A report published by the European Union in February 2024, titled ‘Migration, Labour Mobility and the EU Labour Market: Recent Developments’, revealed that 1.3 million non-EU citizens received their first residence permits for employment in 2023, accounting for 33.8 percent of all such permits. Total first residence permits reached 3.7 million in 2023, nearly double the 2014 figure.

Furthermore, the 2023 European Labour Market Survey confirmed that family reasons drove 45 percent of migration, followed by employment at 28 percent, international protection at 10 percent, and education at 7 percent.

The report indicates that Europe’s aging population and shrinking workforce will increase the demand for foreign labour in healthcare, construction, hospitality and technology. Yet, Nepali workers face severe exploitation due to the lack of institutional recruitment channels. Jobseekers rely on personal networks and illegal individual agents, paying between Rs700,000 and Rs2 million, making them highly vulnerable to fraud.

The Department of Foreign Employment reported that 4,993 individuals have filed complaints, claiming compensation worth Rs240 million for European employment fraud.

Bhimsen Thapa, Youth Vice-President of the Non-Resident Nepali Association based in Portugal, warned that the challenges are worsening. “Workers often find that the wages and accommodation do not match the recruiters’ promises. Many remain unemployed for months, run out of money, or become undocumented, facing arrest and deportation,” said Thapa.

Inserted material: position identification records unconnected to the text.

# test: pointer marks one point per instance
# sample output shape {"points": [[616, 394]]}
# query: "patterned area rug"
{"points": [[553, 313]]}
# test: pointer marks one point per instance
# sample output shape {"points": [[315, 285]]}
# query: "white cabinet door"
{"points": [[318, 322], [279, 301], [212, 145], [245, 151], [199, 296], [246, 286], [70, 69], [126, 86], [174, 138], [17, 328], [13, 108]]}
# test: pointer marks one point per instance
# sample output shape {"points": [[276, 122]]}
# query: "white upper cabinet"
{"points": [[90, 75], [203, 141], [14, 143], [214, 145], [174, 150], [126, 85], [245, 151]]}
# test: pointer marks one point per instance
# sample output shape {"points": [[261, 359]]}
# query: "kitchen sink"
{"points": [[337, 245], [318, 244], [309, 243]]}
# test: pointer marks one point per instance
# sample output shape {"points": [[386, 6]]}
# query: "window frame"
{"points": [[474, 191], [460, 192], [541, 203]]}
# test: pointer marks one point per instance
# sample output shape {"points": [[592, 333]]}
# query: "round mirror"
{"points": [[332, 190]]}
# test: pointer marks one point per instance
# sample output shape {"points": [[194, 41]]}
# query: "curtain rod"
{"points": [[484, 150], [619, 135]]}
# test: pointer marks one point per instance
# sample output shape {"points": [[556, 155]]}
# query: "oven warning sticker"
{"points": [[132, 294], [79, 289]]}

“Undocumented individuals struggle to rent apartments, open bank accounts, or renew visas. Language barriers also prevent them from accessing legal assistance,” said Thapa, adding that workers frequently endure verbal abuse, physical harassment, unpaid overtime, low wages, and poor safety conditions.

Dik Bahadur Khatri, chairman of the Nepal Association of Foreign Employment Agencies, blamed restrictive government policies for the rise in illegal scams. “The government has legally barred recruiting agencies from sending workers to Europe. Since we cannot facilitate these placements institutionally, workers are forced to rely on personal contacts, and we cannot take responsibility for any subsequent issues,” said Khatri. “There are immense opportunities in Europe, but the government has tied the hands of legitimate manpower companies.”

Jeevan Baniya, research director at the Centre for the Study of Labour and Mobility, stressed that the focus must shift towards protecting human rights for Nepali migrant workers in Europe. In the past, Nepali missions in Europe suspended demand letter verifications under the 2018 directive, citing lack of resources, though friction between the foreign and labour ministries played a significant role. “With the migrant population expanding rapidly, the state must equip its diplomatic missions to actively safeguard our vulnerable workers,” said Baniya.

The Ministry of Labour, Employment, and Social Security stated that it is prioritising the European market to diversify destinations. It has sent draft bilateral agreements to 11 nations, including Albania, Austria, Turkey, Malta, Serbia, Cyprus, Luxembourg, Poland, Bosnia, Croatia, and Belgium. “Europe offers excellent social security and welfare,” said Pitambar Ghimire, Labour Ministry spokesperson. “While we have not achieved institutional recruitment at our expected scale, we are actively coordinating with the Ministry of Foreign Affairs to secure safe migration pathways.”